Algorithms for CVaR Optimization in MDPs
This work addresses risk management in MDPs for applications in finance and operations research, but it is incremental as it builds on existing CVaR methods by adapting them to policy optimization.
The paper tackles the problem of optimizing conditional value-at-risk (CVaR) in Markov decision processes (MDPs) to manage risk in sequential decision-making, resulting in the development of policy gradient and actor-critic algorithms that converge to locally optimal policies and are demonstrated in an optimal stopping problem.

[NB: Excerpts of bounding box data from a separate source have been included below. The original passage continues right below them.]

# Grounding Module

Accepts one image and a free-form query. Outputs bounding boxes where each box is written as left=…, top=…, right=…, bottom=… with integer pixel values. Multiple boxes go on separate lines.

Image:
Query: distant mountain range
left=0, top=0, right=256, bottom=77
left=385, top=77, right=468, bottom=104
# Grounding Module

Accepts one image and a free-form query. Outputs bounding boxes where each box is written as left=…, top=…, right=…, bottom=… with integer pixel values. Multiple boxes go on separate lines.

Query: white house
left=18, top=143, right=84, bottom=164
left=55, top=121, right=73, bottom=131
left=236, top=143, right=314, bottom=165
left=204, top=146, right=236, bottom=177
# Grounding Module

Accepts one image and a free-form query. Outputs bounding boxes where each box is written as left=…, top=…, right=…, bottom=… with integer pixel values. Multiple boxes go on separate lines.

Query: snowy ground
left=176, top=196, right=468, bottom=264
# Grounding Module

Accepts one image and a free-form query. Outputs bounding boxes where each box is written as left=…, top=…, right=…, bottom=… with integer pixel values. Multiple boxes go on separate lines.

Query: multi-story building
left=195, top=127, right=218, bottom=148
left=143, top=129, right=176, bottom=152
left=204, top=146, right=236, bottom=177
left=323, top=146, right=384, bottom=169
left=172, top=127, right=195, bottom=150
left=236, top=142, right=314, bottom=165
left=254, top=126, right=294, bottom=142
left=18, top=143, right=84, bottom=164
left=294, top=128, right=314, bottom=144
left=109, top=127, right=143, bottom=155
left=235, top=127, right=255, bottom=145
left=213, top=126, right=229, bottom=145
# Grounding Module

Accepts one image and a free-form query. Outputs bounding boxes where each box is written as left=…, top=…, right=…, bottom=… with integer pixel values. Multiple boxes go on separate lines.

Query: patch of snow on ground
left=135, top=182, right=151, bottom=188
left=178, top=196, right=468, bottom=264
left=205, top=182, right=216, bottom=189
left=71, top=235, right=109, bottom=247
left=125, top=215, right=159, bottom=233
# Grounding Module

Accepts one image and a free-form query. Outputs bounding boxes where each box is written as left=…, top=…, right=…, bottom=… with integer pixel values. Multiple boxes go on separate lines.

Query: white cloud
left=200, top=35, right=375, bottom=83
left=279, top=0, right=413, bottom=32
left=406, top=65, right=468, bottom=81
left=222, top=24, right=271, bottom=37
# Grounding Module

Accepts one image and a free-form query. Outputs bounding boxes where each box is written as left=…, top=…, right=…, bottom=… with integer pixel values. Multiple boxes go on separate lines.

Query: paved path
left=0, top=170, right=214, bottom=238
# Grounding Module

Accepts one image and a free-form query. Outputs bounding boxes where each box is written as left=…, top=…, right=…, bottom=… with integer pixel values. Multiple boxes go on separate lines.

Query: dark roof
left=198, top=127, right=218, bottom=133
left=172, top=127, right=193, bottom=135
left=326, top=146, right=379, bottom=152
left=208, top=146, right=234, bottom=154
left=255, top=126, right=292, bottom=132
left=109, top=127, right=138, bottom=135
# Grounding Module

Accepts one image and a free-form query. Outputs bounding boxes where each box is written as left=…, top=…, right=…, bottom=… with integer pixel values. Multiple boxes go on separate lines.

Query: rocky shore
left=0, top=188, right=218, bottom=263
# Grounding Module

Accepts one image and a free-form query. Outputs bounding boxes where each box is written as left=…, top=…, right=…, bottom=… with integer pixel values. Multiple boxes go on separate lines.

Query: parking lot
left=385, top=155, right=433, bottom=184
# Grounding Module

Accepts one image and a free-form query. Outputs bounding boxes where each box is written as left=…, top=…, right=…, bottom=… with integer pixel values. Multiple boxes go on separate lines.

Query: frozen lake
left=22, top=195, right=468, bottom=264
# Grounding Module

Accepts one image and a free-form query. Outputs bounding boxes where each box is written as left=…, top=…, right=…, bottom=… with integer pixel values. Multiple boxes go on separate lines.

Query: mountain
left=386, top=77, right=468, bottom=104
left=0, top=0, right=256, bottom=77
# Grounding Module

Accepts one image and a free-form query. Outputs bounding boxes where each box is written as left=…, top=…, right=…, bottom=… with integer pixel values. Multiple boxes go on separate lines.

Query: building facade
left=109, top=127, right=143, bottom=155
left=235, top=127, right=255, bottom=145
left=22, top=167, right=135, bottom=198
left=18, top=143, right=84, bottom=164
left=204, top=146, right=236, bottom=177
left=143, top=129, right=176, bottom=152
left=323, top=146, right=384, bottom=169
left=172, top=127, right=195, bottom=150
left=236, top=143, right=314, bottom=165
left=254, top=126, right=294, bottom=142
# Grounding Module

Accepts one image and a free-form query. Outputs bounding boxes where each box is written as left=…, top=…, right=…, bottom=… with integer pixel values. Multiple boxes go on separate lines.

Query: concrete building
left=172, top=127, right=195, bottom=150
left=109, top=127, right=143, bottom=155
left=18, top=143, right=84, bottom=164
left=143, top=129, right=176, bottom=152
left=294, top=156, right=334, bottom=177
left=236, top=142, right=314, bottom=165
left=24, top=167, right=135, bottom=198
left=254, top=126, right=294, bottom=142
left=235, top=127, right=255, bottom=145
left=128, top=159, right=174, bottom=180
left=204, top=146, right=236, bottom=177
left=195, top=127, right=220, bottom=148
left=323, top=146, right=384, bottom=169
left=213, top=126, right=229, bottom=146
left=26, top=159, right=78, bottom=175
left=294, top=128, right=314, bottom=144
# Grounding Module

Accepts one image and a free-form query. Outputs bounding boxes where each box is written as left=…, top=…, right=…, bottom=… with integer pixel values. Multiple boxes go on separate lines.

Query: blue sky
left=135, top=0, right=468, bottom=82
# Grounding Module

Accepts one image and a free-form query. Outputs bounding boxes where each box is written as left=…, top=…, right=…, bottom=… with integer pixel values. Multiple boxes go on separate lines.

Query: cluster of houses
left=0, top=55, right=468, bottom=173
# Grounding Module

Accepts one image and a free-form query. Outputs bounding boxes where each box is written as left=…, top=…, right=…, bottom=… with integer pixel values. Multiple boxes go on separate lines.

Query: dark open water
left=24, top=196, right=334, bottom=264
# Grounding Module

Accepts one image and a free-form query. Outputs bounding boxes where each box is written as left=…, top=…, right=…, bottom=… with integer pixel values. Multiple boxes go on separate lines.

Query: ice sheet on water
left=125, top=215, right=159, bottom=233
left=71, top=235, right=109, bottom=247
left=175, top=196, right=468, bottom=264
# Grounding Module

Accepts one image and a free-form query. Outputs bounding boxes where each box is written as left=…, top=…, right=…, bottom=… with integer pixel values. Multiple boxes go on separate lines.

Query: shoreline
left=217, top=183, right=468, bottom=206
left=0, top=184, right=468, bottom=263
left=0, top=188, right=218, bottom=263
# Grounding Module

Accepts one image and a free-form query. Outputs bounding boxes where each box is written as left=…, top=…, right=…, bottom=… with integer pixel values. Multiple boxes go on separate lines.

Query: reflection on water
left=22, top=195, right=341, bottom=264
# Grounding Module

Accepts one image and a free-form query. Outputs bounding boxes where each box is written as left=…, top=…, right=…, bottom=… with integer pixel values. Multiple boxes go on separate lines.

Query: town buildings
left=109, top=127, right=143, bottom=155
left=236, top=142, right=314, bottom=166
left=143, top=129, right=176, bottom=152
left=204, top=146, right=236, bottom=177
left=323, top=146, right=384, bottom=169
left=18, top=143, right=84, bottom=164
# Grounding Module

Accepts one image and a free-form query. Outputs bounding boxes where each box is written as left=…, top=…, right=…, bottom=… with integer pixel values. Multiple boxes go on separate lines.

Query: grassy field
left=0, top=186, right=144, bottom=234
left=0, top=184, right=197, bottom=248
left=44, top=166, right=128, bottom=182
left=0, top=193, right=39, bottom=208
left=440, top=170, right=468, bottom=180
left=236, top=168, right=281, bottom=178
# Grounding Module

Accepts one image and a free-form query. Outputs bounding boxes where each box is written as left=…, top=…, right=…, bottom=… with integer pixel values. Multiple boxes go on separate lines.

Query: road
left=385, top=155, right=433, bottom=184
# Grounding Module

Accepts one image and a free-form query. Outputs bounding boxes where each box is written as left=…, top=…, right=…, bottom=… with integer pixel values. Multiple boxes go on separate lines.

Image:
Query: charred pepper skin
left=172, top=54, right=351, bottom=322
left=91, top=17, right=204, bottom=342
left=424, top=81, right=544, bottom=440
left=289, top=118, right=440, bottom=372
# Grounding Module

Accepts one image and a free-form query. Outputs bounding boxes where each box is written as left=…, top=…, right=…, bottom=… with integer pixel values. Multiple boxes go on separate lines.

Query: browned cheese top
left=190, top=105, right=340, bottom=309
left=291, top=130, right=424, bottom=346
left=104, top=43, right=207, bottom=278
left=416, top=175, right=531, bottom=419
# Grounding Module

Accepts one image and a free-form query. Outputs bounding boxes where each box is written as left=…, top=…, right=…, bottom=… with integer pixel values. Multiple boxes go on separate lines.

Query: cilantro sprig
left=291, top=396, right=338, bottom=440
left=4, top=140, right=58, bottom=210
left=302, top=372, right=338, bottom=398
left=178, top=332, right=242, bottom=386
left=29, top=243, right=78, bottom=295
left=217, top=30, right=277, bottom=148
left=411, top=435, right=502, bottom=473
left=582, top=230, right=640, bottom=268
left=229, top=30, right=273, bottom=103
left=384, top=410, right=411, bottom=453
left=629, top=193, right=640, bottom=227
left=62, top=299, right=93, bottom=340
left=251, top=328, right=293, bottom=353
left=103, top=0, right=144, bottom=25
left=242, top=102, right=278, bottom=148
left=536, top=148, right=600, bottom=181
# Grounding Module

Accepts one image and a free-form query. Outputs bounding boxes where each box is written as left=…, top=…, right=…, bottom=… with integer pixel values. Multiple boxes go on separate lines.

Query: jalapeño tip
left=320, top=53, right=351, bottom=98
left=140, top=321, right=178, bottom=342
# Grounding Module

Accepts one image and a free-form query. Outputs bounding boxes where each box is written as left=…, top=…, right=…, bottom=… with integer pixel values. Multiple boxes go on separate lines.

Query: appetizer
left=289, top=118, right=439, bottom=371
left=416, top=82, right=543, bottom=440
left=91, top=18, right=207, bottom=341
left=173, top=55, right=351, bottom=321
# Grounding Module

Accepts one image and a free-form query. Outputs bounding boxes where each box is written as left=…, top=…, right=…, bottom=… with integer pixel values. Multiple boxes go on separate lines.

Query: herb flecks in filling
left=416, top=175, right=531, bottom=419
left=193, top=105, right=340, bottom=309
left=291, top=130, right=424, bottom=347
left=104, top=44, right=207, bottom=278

In many sequential decision-making problems we may want to manage risk by minimizing some measure of variability in costs in addition to minimizing a standard criterion. Conditional value-at-risk (CVaR) is a relatively new risk measure that addresses some of the shortcomings of the well-known variance-related risk measures, and because of its computational efficiencies has gained popularity in finance and operations research. In this paper, we consider the mean-CVaR optimization problem in MDPs. We first derive a formula for computing the gradient of this risk-sensitive objective function. We then devise policy gradient and actor-critic algorithms that each uses a specific method to estimate this gradient and updates the policy parameters in the descent direction. We establish the convergence of our algorithms to locally risk-sensitive optimal policies. Finally, we demonstrate the usefulness of our algorithms in an optimal stopping problem.